Which Facts Do We Need? Reflections on Justin Reich’s latests posts

School BusAt EdTechTeacher, we have been wrestling with four essential questions:

  • Why Change?
  • What Does Change Look Like?
  • How Do You Lead Change?
  • How Do You Assess Change?

Last week, EdTechTeacher Co-Director Justin Reich touched on some of these questions on EdTechResearcher. In his post on February 13th, Which Facts Do We Need?, Justin wrote:

“What kinds of knowledge do you have to have at your fingertips in order to create new knowledge?… This was a question that my 11.125 [MIT class] began the class wrestling with, as we read from John Bransford’s excellent (and free) How Students Learn. Bransford introduces three key learning principles– two of which have to do with facts. The first principle is that all learning builds on prior learning, so all teaching needs to engage prior knowledge. The second principle is that students need to learn facts nested within conceptual schema. You can’t teach concepts without facts, and you can’t teach facts without concepts…”

At EdTechTeacher, as we address the question of why change? this issue of the necessity for fact acquisition often comes into play. With advances in technology, straight memorization is no longer a highly valued skill since many base facts are “Google-able”; however, how much knowledge do students to need have already acquired in order to construct more complex constructs and apply the higher-order thinking skills that are rapidly becoming the currency of 21st Century Learning?
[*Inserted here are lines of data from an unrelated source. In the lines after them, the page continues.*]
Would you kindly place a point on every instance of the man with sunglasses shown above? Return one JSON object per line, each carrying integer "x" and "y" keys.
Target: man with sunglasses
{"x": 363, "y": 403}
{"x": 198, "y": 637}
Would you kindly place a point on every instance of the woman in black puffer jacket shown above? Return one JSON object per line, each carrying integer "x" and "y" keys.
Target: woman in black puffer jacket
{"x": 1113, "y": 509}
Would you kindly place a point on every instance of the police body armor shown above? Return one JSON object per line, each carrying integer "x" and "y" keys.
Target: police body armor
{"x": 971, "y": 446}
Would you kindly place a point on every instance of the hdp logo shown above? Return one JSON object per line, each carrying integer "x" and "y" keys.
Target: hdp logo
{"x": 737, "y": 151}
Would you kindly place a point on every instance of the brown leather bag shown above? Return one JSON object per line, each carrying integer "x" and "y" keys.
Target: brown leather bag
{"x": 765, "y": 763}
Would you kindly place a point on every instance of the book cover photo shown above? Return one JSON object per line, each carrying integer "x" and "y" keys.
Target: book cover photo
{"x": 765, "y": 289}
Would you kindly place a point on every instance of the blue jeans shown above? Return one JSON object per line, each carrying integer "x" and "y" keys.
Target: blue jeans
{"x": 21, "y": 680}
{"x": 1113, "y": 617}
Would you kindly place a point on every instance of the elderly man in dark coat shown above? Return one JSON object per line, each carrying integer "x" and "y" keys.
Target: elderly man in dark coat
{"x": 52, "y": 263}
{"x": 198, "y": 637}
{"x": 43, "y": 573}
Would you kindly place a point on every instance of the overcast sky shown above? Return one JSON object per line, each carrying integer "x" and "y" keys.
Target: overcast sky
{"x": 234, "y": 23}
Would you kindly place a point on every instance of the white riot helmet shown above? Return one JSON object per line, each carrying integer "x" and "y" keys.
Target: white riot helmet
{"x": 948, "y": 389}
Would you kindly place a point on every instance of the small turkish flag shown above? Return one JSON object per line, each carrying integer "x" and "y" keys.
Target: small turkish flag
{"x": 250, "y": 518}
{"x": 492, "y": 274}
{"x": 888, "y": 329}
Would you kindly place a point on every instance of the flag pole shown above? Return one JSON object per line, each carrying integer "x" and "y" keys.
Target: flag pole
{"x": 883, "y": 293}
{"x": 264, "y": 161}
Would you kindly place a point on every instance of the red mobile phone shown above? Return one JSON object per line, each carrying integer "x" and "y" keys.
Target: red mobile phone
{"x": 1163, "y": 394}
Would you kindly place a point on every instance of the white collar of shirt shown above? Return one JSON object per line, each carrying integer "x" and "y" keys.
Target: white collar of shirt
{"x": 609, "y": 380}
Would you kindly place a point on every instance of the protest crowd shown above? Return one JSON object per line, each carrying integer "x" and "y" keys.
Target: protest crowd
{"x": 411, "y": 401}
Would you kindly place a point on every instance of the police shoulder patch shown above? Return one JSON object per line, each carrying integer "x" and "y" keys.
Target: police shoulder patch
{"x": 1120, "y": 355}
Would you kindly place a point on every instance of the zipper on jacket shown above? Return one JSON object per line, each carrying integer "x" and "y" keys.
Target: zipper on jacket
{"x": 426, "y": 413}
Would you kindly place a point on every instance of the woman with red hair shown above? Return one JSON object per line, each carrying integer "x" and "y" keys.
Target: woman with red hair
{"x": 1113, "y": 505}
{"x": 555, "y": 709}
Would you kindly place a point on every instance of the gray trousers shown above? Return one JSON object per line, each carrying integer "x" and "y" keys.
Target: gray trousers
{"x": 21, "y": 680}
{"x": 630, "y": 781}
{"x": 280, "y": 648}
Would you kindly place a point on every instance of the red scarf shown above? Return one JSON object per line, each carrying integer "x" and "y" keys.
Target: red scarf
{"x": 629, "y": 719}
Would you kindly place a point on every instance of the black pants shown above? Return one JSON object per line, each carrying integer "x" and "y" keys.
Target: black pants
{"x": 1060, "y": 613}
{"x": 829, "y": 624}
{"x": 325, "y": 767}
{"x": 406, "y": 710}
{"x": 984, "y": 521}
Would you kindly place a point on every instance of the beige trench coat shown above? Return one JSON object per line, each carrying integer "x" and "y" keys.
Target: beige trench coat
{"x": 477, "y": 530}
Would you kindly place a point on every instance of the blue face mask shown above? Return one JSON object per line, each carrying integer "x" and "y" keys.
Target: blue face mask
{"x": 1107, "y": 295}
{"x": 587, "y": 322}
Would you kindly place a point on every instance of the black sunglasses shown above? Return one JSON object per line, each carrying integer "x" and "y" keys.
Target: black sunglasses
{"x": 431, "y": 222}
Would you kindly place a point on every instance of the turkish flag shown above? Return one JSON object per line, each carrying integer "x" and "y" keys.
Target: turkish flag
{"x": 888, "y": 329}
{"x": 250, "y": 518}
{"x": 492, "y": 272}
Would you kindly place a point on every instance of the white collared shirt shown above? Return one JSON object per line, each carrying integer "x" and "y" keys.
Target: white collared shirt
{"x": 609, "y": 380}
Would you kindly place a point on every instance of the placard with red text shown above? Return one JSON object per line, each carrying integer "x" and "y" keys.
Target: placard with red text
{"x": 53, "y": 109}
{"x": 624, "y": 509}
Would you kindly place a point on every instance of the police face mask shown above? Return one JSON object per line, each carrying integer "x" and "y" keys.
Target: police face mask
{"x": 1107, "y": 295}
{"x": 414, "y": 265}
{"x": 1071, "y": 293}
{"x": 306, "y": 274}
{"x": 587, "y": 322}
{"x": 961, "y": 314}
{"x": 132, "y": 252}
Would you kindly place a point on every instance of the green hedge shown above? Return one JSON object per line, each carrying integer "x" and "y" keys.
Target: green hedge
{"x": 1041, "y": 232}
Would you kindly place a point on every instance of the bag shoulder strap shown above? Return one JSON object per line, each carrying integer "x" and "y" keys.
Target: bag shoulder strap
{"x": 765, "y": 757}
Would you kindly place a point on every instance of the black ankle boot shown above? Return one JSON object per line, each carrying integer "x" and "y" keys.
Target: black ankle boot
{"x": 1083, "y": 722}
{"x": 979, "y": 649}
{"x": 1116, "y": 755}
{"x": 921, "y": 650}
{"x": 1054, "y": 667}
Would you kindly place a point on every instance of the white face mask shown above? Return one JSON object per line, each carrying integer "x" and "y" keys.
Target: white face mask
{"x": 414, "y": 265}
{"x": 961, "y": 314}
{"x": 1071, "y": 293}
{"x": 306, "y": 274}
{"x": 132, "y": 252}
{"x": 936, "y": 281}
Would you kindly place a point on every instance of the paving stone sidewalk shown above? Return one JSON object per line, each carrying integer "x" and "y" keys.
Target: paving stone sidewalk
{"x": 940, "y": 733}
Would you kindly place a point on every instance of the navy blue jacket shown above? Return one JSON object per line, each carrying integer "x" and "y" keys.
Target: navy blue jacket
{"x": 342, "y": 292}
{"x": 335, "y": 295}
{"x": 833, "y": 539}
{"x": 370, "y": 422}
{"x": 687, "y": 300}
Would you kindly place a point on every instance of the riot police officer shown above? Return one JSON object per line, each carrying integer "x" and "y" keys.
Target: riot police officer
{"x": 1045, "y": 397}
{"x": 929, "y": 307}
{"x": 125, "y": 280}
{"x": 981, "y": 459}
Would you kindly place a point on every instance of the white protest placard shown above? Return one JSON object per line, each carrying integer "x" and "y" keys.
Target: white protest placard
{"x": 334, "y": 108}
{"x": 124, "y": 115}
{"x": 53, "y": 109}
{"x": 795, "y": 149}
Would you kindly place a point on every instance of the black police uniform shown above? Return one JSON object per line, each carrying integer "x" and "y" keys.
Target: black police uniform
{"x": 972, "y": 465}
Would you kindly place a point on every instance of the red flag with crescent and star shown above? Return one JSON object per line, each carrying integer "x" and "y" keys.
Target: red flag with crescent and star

“The point of that post [Which Facts Do We Need?was that students do need to memorize certain facts in the content areas if we want them to be able to do more cognitively difficult work.” wrote Justin in his followup. Yet if standardized tests and 19th century text books only emphasize facts that are rarely used for the acquisition of higher learning, determining then the essential question shifts to What Does Change Look Like? In other words, what should a 21st Century Classroom resemble?